Dopo le lezioni teoriche “che possono essere inserite nell’attività scolastica di “Diritto e Costituzione” seguiranno corsi di primo soccorso, arrampicata, nuoto e salvataggio e “orienteering”, vale a dire sopravvivenza e senso di orientamento, (ma l’autore della circolare scrive orientiring, coniando un neologismo). Non solo, ma agli studenti si insegnerà a tirare con l’arco e a sparare con la pistola (ad aria compressa). E in più “percorsi ginnico-militari”.

Il perché bisogna insegnare la vita e la Costituzione a uno studente liceale facendolo sparare con una pistola ad aria compressa viene spiegato nella stessa circolare: “Le attività in argomento permettono di avvicinare, in modo innovativo e coinvolgente, il mondo della scuola alla forze armate, alla protezione civile, alla croce rossa e ai gruppi volontari del soccorso”.

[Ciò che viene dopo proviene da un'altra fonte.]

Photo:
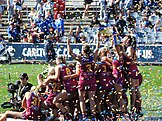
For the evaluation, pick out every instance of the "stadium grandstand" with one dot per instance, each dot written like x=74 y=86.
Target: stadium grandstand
x=122 y=33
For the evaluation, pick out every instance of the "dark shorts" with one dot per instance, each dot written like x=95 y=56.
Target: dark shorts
x=87 y=85
x=140 y=79
x=88 y=1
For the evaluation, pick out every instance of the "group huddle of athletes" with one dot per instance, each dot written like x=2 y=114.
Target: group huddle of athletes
x=94 y=88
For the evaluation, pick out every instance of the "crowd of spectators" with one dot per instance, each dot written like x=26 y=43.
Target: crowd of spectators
x=41 y=26
x=139 y=20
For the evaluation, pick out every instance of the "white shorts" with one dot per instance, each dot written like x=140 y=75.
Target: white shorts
x=0 y=8
x=17 y=7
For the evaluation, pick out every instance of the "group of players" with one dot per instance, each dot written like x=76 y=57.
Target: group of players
x=94 y=88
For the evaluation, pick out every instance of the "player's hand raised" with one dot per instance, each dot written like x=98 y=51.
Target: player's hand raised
x=68 y=40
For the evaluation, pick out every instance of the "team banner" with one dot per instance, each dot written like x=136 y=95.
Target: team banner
x=36 y=52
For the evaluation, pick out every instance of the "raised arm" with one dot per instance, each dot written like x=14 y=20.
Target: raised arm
x=97 y=46
x=73 y=55
x=77 y=73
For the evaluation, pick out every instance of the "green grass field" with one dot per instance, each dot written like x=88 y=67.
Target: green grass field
x=151 y=88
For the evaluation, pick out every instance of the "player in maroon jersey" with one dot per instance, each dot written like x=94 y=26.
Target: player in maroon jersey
x=31 y=103
x=134 y=78
x=117 y=65
x=105 y=80
x=70 y=85
x=87 y=81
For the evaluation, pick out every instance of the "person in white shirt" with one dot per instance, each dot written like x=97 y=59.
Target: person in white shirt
x=1 y=2
x=10 y=9
x=103 y=8
x=18 y=7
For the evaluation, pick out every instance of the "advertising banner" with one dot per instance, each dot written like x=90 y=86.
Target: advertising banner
x=36 y=52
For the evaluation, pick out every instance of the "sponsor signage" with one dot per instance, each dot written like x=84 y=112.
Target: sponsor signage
x=145 y=53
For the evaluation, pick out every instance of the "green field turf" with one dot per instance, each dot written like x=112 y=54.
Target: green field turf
x=151 y=88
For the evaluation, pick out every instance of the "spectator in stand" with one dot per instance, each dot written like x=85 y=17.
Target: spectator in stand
x=10 y=9
x=112 y=9
x=146 y=23
x=32 y=15
x=131 y=21
x=95 y=21
x=59 y=22
x=77 y=34
x=86 y=7
x=18 y=7
x=38 y=2
x=51 y=35
x=1 y=3
x=46 y=8
x=158 y=26
x=13 y=33
x=103 y=8
x=24 y=34
x=17 y=22
x=39 y=19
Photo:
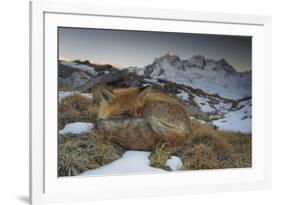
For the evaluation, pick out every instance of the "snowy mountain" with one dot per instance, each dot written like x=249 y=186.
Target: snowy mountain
x=214 y=77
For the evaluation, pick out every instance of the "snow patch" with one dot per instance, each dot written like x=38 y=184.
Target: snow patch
x=183 y=95
x=237 y=120
x=63 y=94
x=203 y=104
x=77 y=128
x=174 y=163
x=131 y=162
x=82 y=67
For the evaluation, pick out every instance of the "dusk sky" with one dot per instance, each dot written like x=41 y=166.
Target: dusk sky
x=137 y=48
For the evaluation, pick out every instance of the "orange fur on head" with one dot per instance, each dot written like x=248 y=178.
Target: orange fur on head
x=120 y=102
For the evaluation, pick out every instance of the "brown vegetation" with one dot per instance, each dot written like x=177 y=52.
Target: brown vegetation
x=207 y=148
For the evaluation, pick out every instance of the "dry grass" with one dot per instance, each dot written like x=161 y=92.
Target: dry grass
x=209 y=149
x=80 y=153
x=75 y=108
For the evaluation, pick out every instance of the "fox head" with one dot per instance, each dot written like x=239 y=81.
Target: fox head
x=121 y=102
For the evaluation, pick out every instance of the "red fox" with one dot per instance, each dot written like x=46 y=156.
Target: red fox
x=140 y=117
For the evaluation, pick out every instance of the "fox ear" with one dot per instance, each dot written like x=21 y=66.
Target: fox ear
x=106 y=95
x=144 y=91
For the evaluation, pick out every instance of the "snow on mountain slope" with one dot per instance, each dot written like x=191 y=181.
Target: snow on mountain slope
x=239 y=119
x=82 y=67
x=214 y=77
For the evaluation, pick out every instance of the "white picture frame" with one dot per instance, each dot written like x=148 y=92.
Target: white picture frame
x=46 y=187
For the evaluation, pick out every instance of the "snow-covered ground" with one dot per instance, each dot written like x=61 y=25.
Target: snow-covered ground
x=133 y=162
x=237 y=120
x=183 y=95
x=77 y=128
x=203 y=104
x=81 y=67
x=214 y=78
x=63 y=94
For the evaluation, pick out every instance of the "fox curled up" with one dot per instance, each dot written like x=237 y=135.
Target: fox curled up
x=138 y=118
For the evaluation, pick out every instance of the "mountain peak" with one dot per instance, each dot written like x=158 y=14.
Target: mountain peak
x=170 y=54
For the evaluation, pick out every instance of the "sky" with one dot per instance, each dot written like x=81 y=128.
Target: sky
x=139 y=48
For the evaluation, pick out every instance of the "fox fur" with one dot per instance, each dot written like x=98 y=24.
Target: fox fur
x=138 y=118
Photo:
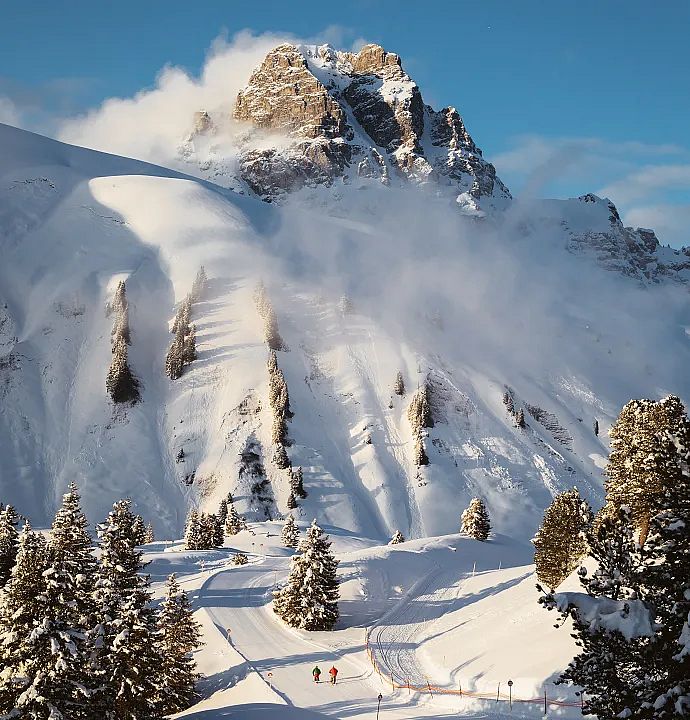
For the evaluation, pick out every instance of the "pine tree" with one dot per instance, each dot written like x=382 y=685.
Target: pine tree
x=419 y=457
x=9 y=541
x=56 y=654
x=278 y=431
x=666 y=558
x=271 y=332
x=223 y=511
x=280 y=458
x=128 y=657
x=309 y=600
x=399 y=384
x=21 y=611
x=608 y=666
x=419 y=411
x=397 y=538
x=560 y=542
x=641 y=439
x=297 y=483
x=138 y=530
x=520 y=419
x=235 y=522
x=475 y=520
x=149 y=535
x=192 y=536
x=290 y=533
x=199 y=285
x=120 y=383
x=180 y=636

Secondo il progetto Gelmini-La Russa, che ha già sollevato perplessità tra i professori che hanno ricevuto la circolare, “la pratica del mondo sportivo militare, veicolata all’interno delle scuole, oltre ad innescare e ad instaurare negli studenti la “conoscenza e l’apprendimento” della legalità, della Costituzione, delle istituzioni e dei principi del diritto internazionale, permette di evidenziare, nel percorso educativo, l’importanza del benessere personale e della collettività attraverso il contrasto al “bullismo” grazie al lavoro di squadra che determina l’aumento dell’autostima individuale ed il senso di appartenenza ad un gruppo”. Seguirà, a fine corso, “una gara pratica tra pattuglie di studenti (il termine è proprio pattuglie, recita la circolare, termine che ha fatto storcere il naso a molti docenti, ndr)”. Intanto si è aperto il dibattito: è giusto trasformare la scuola pubblica in un collegio militare? O è solo un’opportunità in più per i ragazzi di avvicinarsi a organismi e istituzioni come protezione civile, esercito e croce rossa?